Answer: Isaiah predicts that the Lord comes as Savior only to those who repent of worldliness and idolatry. To the remainder of humanity, he comes “as a thief in the night” (cf. 2 Peter 3:10; Doctrine & Covenants 45:19)—as the tyrannical king of Assyria. He is that end-time Antichrist who “gains the whole world” but “suffers the loss of his own soul” (Matthew 16:26–27):
“Hail the Assyrian, the rod of my anger! He is a staff—my wrath in their hand. I will commission him against a godless nation, appoint him over the people [deserving] of my vengeance, to pillage for plunder, to spoliate for spoil, to tread underfoot like mud in the streets. Nevertheless, it shall not seem so to him; this shall not be what he has in mind. His purpose shall be to annihilate and to exterminate nations not a few.” (Isaiah 10:5–7)

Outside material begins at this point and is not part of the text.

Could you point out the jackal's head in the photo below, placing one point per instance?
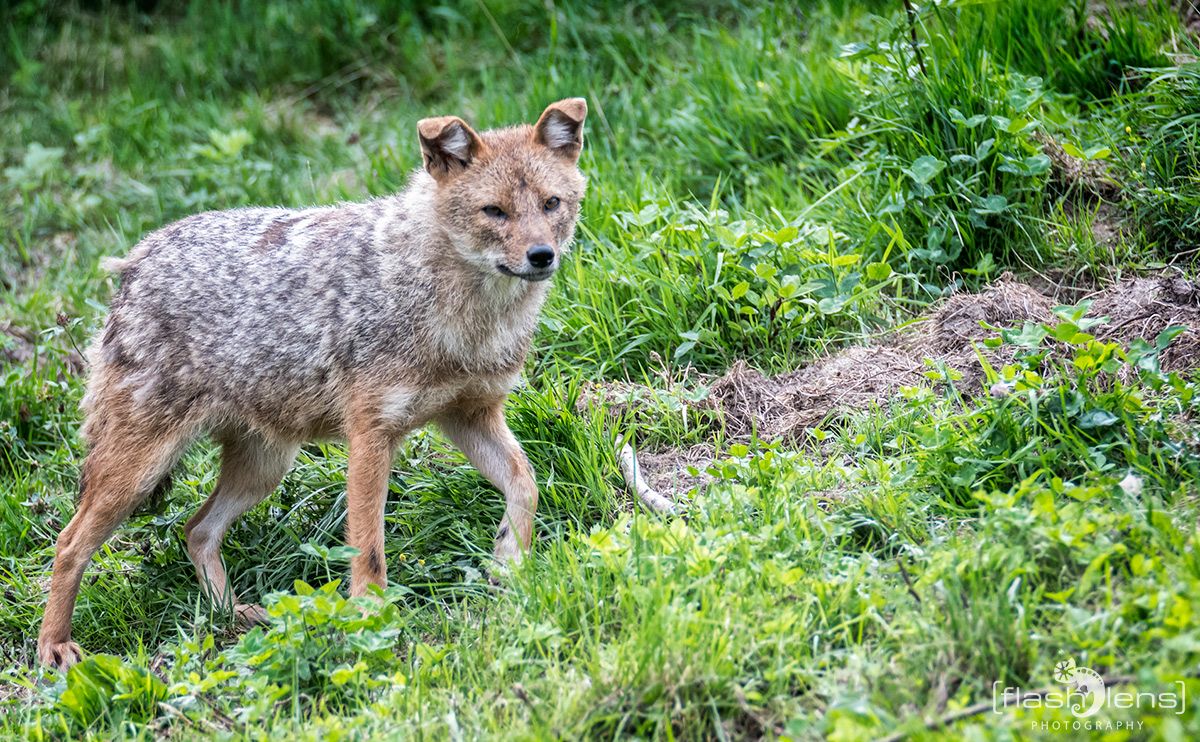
(509, 198)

“He said, I have done it by my own ability and shrewdness, for I am ingenious. I have done away with the borders of nations, I have ravaged their reserves, I have vastly reduced the inhabitants. I have impounded the wealth of peoples like a nest, and I have gathered up the whole world as one gathers abandoned eggs; not one flapped its wings, or opened its mouth to utter a peep.” (Isaiah 10:13–14)
Scriptural patterns of the past show that it is the falling away of God’s people that precipitates these judgments overtaking the world. If his own people for the most part “walk no more with him,” then no one is left to prevent calamities from coming upon the rest of humanity for its wickedness:
“From the west men will fear the Lord Omnipotent, and from the rising of the sun his glory. For he will come [upon them] like a hostile torrent impelled by the Spirit of the Lord. But he will come as Redeemer to Zion, to those of Jacob who repent of transgression.” (Isaiah 59:19–20)
That “hostile torrent” is the end-time king of Assyria: “Therefore will my Lord cause to come up over them the great and mighty waters of the River—the king of Assyria in all his glory. He will rise up over all his channels and overflow all his banks.” (Isaiah 8:7); “He shall be stirred up against them in that day, even as the Sea is stirred up.” (Isaiah 5:30) These judgments come particularly upon the Lord’s self-entitled end-time people:
“Woe to the garlands of glory of the drunkards of Ephraim! Their crowning splendor has become as fading wreaths on the heads of the opulent overcome with wine. My Lord has in store one mighty and strong: as a ravaging hailstorm sweeping down, or like an inundating deluge of mighty waters, he will hurl them to the ground by his hand. The proud garlands of the drunkards of Ephraim shall be trodden underfoot.” (Isaiah 28:1–3)
Far from being caught up in the air to meet the Savior at his glorious coming, in other words, many will be caught up and ensnared by grievous afflictions. Only those who remove the stumbling blocks that separate them from him—their worldliness and precepts of men—will be prepared to meet him:
“Pass on, go through gates; prepare the way for the people! Excavate, pave a highway cleared of stones; raise the ensign to the nations! Jehovah has made proclamation to the end of the earth: Tell the Daughter of Zion, See, your Salvation comes, his reward with him, his work preceding him. They shall be called the holy people, the redeemed of Jehovah” (Isaiah 62:10–12); “For the glory of Jehovah shall be revealed and all flesh see it at once.” (Isaiah 40:5); “Your eyes shall behold the King in his glory and view the expanse of the earth.” (Isaiah 33:17).